Does the Hartree Fock energy of a virtual orbital fulfill the virial theorem?

The virial theorem does not hold for orbital energies separately. Remember that

$$ 2\langle T\rangle=k\langle V\rangle $$

holds only for homogeneous degree $k$ potentials of form $V\sim x^k$ or $V\sim r^k$ ($k=-1$ for the Coulomb potential). However, the potential felt by the separate electrons in the HF scheme is absolutely not of this form (it is not even a local potential in general).

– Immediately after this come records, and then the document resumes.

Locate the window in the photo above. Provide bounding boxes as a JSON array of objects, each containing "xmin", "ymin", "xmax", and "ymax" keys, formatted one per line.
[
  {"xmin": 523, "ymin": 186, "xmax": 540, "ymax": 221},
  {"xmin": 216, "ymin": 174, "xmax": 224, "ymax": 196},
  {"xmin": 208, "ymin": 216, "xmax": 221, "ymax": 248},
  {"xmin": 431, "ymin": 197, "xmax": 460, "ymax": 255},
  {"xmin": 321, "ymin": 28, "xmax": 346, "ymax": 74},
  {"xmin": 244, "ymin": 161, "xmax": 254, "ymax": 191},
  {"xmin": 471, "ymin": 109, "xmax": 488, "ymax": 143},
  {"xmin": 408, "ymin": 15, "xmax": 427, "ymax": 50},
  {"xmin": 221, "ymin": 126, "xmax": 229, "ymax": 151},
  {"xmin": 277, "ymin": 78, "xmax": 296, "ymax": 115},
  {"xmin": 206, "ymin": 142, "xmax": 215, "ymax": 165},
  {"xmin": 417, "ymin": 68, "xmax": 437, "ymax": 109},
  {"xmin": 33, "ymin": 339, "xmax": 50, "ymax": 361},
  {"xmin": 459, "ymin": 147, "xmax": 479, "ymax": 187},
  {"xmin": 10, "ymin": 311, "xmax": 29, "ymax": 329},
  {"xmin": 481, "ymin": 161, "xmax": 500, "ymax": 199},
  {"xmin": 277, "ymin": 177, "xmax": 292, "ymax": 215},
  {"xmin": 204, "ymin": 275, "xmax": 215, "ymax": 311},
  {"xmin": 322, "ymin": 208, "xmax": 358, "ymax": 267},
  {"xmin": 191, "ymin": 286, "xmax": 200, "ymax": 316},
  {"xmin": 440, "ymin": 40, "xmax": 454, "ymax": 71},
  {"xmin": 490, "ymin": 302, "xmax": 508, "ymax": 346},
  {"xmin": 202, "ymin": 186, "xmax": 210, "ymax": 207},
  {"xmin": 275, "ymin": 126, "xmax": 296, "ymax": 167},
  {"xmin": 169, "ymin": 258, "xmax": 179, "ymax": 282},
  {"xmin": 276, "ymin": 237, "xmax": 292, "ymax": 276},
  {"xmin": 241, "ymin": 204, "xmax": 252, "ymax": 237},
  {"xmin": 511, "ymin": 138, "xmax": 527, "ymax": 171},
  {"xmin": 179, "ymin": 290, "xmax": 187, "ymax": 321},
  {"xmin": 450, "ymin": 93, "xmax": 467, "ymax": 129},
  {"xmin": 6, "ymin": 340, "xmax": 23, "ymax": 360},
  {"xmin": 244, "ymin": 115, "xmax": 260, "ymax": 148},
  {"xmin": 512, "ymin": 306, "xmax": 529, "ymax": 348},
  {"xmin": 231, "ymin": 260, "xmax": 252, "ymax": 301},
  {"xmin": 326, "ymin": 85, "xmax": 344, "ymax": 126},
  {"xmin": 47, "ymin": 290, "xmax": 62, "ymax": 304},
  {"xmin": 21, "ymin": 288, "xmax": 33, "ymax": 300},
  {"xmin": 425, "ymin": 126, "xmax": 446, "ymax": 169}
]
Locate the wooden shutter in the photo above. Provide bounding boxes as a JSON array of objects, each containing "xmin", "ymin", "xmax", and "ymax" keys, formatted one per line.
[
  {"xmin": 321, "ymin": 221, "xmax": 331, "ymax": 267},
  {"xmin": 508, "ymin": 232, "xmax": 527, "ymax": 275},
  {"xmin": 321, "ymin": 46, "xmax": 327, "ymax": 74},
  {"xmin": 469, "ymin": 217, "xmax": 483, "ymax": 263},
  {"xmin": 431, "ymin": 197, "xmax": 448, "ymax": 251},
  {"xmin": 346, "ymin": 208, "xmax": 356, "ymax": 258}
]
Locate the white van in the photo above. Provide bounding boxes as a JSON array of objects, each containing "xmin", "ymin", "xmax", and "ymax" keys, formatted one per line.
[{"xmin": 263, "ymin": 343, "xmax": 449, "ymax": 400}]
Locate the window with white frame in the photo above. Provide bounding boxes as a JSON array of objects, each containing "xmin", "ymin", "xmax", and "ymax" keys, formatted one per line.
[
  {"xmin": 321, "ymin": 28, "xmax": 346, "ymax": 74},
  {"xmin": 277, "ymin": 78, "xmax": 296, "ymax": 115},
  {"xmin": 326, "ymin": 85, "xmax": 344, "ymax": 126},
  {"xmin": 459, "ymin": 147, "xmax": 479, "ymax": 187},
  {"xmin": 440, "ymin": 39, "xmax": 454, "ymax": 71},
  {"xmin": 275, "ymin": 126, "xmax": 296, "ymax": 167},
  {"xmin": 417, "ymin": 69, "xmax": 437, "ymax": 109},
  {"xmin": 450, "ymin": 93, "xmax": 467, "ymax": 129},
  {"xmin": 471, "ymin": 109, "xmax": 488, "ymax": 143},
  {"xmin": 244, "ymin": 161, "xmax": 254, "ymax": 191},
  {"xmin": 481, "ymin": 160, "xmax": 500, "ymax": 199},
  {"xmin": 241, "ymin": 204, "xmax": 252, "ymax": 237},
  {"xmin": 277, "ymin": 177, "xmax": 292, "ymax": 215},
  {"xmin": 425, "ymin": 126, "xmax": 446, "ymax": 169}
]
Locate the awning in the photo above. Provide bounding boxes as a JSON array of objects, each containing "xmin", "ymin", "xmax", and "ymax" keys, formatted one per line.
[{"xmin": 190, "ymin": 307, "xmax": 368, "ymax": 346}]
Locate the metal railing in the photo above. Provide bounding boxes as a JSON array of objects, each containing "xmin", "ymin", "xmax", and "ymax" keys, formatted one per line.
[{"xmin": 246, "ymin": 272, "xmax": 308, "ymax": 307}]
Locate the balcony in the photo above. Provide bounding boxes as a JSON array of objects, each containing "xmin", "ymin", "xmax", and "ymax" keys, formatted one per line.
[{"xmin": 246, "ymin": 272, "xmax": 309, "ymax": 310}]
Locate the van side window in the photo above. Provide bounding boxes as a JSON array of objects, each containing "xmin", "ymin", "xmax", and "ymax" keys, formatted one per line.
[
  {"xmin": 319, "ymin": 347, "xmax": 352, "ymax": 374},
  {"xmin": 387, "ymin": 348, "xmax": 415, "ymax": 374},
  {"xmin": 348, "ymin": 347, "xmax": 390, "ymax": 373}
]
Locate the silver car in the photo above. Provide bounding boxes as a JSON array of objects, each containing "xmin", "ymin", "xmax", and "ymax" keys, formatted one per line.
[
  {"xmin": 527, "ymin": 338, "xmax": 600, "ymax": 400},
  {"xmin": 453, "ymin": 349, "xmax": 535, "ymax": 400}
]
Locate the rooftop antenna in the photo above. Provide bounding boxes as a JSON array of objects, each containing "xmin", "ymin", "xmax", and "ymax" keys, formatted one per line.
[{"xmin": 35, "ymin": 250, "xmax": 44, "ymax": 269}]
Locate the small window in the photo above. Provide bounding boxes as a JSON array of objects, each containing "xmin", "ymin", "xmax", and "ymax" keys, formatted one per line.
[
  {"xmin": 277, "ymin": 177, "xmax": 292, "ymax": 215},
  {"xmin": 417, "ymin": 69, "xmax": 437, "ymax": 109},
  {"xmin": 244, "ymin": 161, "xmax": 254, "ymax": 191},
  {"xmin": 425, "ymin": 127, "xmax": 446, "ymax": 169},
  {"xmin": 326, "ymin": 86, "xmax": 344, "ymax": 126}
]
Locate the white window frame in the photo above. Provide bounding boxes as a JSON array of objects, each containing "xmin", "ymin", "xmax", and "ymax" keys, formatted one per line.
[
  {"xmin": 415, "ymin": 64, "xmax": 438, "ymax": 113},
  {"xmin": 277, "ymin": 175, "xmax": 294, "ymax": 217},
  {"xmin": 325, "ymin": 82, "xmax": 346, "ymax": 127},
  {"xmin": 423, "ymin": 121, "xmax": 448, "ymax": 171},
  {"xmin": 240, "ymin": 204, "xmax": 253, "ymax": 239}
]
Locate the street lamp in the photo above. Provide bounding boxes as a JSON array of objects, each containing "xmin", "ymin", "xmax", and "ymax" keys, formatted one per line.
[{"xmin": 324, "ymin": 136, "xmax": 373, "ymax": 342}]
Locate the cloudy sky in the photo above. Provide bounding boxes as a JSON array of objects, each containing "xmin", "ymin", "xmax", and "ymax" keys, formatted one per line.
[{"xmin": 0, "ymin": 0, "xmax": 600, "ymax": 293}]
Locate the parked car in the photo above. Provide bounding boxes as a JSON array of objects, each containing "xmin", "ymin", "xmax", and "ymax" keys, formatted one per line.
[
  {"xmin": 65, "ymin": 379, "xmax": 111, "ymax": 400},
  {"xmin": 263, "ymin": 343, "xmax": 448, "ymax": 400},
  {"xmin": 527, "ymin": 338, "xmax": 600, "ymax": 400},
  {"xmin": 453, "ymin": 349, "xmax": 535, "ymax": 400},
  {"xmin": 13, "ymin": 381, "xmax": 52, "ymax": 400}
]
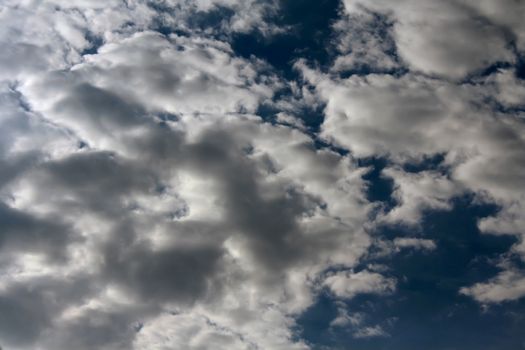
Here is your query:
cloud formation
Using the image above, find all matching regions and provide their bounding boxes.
[0,0,525,350]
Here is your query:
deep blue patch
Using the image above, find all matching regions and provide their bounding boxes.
[298,195,525,350]
[232,0,340,79]
[358,157,396,209]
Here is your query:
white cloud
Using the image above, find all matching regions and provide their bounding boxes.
[460,270,525,303]
[344,0,515,79]
[323,271,396,299]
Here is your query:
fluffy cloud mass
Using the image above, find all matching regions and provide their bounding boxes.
[0,0,525,350]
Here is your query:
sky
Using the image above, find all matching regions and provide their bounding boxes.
[0,0,525,350]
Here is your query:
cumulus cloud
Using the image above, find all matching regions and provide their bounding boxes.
[460,270,525,303]
[0,0,525,350]
[324,271,396,299]
[344,0,521,79]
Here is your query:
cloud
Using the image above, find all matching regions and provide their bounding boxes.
[344,0,520,79]
[0,0,525,350]
[460,270,525,303]
[324,271,396,299]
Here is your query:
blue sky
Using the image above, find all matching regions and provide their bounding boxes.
[0,0,525,350]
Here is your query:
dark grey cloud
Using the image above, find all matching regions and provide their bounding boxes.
[0,0,525,350]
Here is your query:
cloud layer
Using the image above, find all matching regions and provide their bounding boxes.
[0,0,525,350]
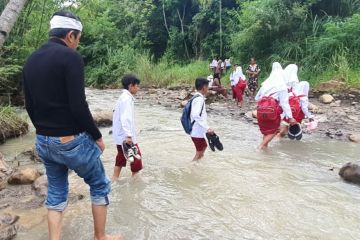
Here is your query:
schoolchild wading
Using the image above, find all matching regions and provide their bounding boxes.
[112,75,143,181]
[23,11,122,240]
[255,62,297,149]
[190,78,214,161]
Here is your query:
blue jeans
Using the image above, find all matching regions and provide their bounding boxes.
[36,133,111,212]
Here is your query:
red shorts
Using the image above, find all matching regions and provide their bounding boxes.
[191,137,207,152]
[115,144,142,173]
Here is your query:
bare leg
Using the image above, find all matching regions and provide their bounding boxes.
[48,210,63,240]
[111,166,121,182]
[259,133,276,150]
[92,205,122,240]
[277,126,289,138]
[193,151,205,161]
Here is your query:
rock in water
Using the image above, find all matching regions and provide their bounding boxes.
[0,153,13,191]
[349,134,360,143]
[316,80,346,92]
[8,168,41,185]
[93,111,112,127]
[339,163,360,183]
[319,94,335,104]
[0,214,19,240]
[32,175,48,197]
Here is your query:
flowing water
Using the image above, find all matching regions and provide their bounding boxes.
[0,91,360,240]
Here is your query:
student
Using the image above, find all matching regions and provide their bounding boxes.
[190,78,214,161]
[230,64,246,107]
[23,11,122,240]
[225,58,231,72]
[255,63,297,149]
[246,58,261,97]
[112,75,142,181]
[280,64,314,137]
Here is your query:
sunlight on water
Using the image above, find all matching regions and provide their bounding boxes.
[0,89,360,240]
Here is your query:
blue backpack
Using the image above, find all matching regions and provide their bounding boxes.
[180,95,205,134]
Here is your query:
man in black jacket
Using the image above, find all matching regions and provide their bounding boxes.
[23,12,121,240]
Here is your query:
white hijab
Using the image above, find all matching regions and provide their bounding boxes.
[284,64,300,88]
[233,66,246,81]
[261,62,287,95]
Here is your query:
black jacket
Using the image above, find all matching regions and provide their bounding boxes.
[23,38,101,140]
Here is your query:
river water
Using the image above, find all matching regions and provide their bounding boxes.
[0,90,360,240]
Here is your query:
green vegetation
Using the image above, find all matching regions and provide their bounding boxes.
[0,0,360,93]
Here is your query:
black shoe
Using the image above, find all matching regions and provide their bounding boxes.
[211,133,224,151]
[206,133,215,152]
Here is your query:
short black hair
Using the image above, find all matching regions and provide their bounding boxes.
[195,77,209,91]
[121,74,140,90]
[49,11,81,38]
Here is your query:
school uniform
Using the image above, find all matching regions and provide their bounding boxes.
[190,92,209,152]
[255,65,293,136]
[113,89,142,173]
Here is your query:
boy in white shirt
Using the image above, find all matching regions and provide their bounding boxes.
[190,78,214,161]
[112,75,142,181]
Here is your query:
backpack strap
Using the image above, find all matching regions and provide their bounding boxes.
[190,95,205,125]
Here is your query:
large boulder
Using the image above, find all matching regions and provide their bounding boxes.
[8,168,41,185]
[316,79,346,92]
[308,102,319,113]
[93,111,113,127]
[339,163,360,183]
[349,134,360,143]
[319,94,335,104]
[32,175,48,197]
[0,214,19,240]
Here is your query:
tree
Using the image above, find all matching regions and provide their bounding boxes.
[0,0,27,48]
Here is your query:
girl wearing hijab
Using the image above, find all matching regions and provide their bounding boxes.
[246,58,261,97]
[255,62,297,149]
[230,64,246,107]
[280,64,314,137]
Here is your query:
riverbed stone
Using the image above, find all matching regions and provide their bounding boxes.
[319,94,335,104]
[349,134,360,143]
[0,214,19,240]
[0,153,13,191]
[339,162,360,184]
[93,111,113,127]
[8,168,41,185]
[316,79,346,92]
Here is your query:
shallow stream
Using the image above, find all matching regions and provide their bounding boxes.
[0,90,360,240]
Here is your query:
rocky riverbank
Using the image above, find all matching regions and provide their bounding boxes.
[87,84,360,142]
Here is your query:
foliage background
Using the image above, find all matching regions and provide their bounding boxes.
[0,0,360,93]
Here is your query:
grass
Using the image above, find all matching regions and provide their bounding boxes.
[134,58,211,87]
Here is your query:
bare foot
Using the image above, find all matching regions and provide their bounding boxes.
[94,235,124,240]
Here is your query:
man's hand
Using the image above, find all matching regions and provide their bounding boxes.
[96,138,105,152]
[125,137,133,145]
[289,118,298,126]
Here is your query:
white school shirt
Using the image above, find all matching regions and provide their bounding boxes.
[255,88,293,119]
[112,89,137,145]
[230,71,240,87]
[190,92,209,138]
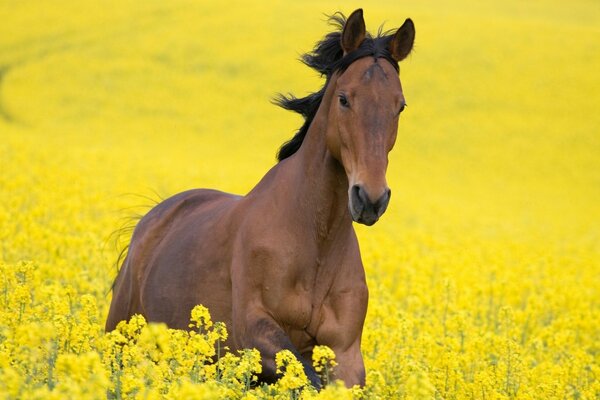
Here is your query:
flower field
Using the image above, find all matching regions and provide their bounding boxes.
[0,0,600,400]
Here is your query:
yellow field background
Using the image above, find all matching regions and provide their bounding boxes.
[0,0,600,399]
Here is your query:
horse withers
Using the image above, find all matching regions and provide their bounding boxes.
[106,9,415,387]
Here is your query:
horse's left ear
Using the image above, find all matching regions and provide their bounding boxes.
[342,8,367,54]
[390,18,415,62]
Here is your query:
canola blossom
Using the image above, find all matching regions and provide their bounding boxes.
[0,0,600,400]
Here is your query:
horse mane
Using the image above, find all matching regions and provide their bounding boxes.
[273,12,400,161]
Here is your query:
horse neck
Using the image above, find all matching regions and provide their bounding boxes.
[288,75,352,240]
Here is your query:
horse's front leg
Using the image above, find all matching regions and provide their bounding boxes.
[233,305,321,389]
[316,279,369,387]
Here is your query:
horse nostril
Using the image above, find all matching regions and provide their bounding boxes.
[351,185,365,213]
[373,188,392,217]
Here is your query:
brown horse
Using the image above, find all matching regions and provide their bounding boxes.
[106,10,415,387]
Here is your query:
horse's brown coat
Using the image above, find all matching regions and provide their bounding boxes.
[106,11,414,386]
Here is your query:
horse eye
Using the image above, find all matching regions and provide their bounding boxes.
[338,94,350,108]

As a simple example, think of a He-like atom, whose occupied spatial orbital satisfies

$$ \left[ -\frac{\hbar^2}{2m}\nabla^2 -\frac{Z_{\text{eff}}(r)e^2}{4\pi\epsilon_0r} \right]\chi_{\text{HF}}(r)=\varepsilon_{\text{HF}}\chi_{\text{HF}}(r) \ , $$ where $$ Z_{\text{eff}}(r) = Z-r\int_0^{\infty}\mathrm{d}r'r'^2 \frac{|\chi_{\text{HF}}(r')|^2}{r_>} \ , $$ and $r_{>}=\text{max}(r,r')$. In this simple case of a two-electron singlet state, the HF potential is actually local (as there is no exchange interaction between different spins), but its form is not of $r^k$, so the virial theorem does not say anything useful here (you could show that $Z_{\text{eff}}(r)$ is roughly an exponential-like function interpolating between $Z_{\text{eff}}(0)=Z$ and $Z_{\text{eff}}(\infty)=Z-1$).

Some numerical results for He ($Z=2$): $$ E_{\text{HF}}\approx -2.862 \, E_h \ , $$ $$ \langle T\rangle_{\text{HF}}\approx 2.862 \, E_h \ , $$ $$ \varepsilon_{\text{HF}}\approx-0.918 \, E_h \ . $$ As you can see, the virial theorem holds for the total energy and kinetic energy, but $\varepsilon_{\text{HF}}\neq-\frac{1}{2}\langle T\rangle_{\text{HF}}$ (the kinetic energy of a single electron is half of the total kinetic energy, hence the factor of $1/2$). Based on the above, there is no reason to expect anything different for virtual orbitals either.

Also, please note that the HF energy is $not$ the sum of occupied orbital energies, as half of the electron-electron interaction must be subtracted in order to avoid double counting.

One more remark: your question seems to imply that (total) energies obtained from a variational procedure always satisfy the virial theorem, which, however, is not true. Such results typically hold for coordinate-scaling variational calculations, where the energy calculated with trial function $\Phi(\vec{r}_1,...,\vec{r}_N)$ is improved by the following scaling: $$ \Phi(\vec{r}_1,...,\vec{r}_N) \rightarrow \Phi_{\lambda}(\vec{r}_1,...,\vec{r}_N)= \Phi(\lambda\vec{r}_1,...,\lambda\vec{r}_N) \ \ \ \ (\lambda>0) \ , $$ $$ E(\lambda)=\frac{\langle\Phi_{\lambda}|H|\Phi_{\lambda}\rangle} {\langle\Phi_{\lambda}|\Phi_{\lambda}\rangle} \ , $$ $$ \frac{\partial}{\partial\lambda}E(\lambda)\Big|_{\lambda=\lambda_{\text{opt}}}=0 \ \ \ , \ \ \ E_{\text{opt}}=E(\lambda_{\text{opt}}) \ . $$ Other kinds of trial functions (like e.g. a linear variational Ansatz) in general do not satisfy the virial theorem. This is the reason why the "exact" HF energy (that is, HF in the complete basis set limit) satisfies the virial theorem, but the LCAO HF energy (calculated with a finite number of fixed basis functions) does not.

(For molecules in the Born-Oppenheimer approximation, the virial theorem only holds in the equilibrium geometry.)